Deirdre Birmingham, Co-Founder and Proprietor, The Cider Farm, explains the history of hard cider, how it’s made, which apples are the best to use, types of cider and which food pairs best.
Noel Valdes, Owner, CobraHead LLC, demonstrates how easy it is to plant, grow, and store sweet potatoes. Sweet potato plants can produce large yields and these nutritious potatoes can be used in a wide variety of recipes.
Jasia Steinmetz, Professor, Food and Nutrition, UW-Stevens Point, explores ways to support and maintain family food traditions, energize youth and create jobs focusing on local foods.
Paul Williams, Professor Emeritus, Department of Plant Pathology, UW-Madison, describes the evolution of rapid cycling Brassicas (scientific name: Brassica rapa) which have been used for research and education for over 30 years at the University of Wisconsin–Madison. These plants require little more than continuous fluorescent light, water and fertilizer.

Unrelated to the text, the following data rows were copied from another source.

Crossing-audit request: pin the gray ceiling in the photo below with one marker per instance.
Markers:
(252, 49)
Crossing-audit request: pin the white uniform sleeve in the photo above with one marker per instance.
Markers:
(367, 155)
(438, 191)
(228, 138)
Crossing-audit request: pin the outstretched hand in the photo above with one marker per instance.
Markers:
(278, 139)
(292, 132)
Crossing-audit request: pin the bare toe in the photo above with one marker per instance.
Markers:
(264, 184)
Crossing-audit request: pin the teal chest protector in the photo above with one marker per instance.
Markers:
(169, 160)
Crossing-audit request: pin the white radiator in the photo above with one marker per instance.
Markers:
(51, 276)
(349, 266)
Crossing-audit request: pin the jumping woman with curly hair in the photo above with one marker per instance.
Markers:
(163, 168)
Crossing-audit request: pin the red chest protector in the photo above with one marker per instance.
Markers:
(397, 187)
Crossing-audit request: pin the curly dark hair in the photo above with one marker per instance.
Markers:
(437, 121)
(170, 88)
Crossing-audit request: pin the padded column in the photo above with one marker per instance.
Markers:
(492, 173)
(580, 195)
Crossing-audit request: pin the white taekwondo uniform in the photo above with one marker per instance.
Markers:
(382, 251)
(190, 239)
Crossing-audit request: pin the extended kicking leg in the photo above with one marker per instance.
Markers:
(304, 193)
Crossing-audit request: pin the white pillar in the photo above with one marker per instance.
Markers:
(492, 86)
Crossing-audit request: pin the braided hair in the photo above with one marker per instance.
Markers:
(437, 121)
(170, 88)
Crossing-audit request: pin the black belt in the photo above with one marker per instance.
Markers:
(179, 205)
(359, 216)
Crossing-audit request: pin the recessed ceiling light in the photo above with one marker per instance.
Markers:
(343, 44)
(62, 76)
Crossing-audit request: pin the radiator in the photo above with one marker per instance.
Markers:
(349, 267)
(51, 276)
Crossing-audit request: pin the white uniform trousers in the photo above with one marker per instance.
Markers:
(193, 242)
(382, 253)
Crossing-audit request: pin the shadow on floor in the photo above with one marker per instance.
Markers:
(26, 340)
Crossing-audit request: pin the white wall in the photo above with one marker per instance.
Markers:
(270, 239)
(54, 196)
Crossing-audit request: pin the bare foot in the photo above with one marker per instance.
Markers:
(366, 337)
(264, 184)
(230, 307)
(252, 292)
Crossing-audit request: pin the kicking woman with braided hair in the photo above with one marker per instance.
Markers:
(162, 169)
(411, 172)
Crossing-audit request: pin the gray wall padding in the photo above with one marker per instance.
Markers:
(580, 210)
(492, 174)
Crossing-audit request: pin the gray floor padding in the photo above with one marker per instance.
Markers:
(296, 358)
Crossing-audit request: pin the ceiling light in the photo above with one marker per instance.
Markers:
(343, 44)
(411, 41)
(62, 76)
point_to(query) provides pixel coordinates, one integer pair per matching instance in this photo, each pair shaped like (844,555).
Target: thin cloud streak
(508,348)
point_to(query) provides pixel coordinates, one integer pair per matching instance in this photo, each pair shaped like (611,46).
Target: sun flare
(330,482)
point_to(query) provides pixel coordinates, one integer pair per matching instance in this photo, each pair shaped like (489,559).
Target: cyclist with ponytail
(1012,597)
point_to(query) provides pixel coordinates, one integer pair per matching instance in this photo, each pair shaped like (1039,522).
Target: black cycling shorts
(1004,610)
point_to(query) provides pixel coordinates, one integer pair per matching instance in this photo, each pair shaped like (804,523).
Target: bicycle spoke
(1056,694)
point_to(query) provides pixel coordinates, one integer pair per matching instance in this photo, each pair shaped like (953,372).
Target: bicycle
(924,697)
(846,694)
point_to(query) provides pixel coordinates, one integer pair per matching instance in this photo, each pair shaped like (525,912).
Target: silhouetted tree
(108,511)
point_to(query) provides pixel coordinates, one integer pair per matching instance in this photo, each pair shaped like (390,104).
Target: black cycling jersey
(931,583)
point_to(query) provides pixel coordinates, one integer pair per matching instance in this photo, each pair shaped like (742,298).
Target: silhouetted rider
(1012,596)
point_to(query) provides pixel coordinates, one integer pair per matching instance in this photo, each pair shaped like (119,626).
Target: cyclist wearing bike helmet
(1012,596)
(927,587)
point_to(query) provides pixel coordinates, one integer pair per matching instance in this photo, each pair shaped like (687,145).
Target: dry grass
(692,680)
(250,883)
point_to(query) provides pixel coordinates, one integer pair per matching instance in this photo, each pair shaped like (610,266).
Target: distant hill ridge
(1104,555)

Michele Perchonok, Advanced Food Technology Manager, NASA, explains the methods used to develop a food system that is safe, nutritious, acceptable and provides balanced resources for astronauts while they are traveling in space.
Hans Zoerb, Lecturer, Department of Food Science, UW-Madison, discusses the beer, distilled beverages and food fermentation research taking place at UW-Madison.
Dominique Brossard, Chair, Department of Life Sciences Communication, UW-Madison; Andy Diercks, Vice President, Coloma Farms, Inc.; Travis Frey, Middleton Site Lead, Monsanto; Erin Silva, Assistant Professor, Department of Plant Pathology, UW-Madison; examine the challenges facing farmers, innovators and scientists to produce food for a growing population with resource and climate limitations.
Nigel Cook, Clinical Associate Professor, School of Veterinary Medicine, UW-Madison, introduces the Dairyland Initiative, a UW School of Veterinary Medicine outreach program which provides guidelines on welfare-friendly dairy cattle housing. Farmers may access building assessments and other valuable information based on the latest research.
David Combs, Professor, Department of Dairy Science, UW-Madison, explains the importance of the fiber digestibility of foraged plants as feed for cattle and sheep. Combs discusses an in vitro method to predict the rate and extent of fiber digestion that greatly improves the ability to predict how ruminants will perform on forages.
Bill Tracy, Chair, Department of Agronomy, UW-Madison, discusses the technology behind plant breeding and its importance. Tracy also explains his work to breed better sweet corn.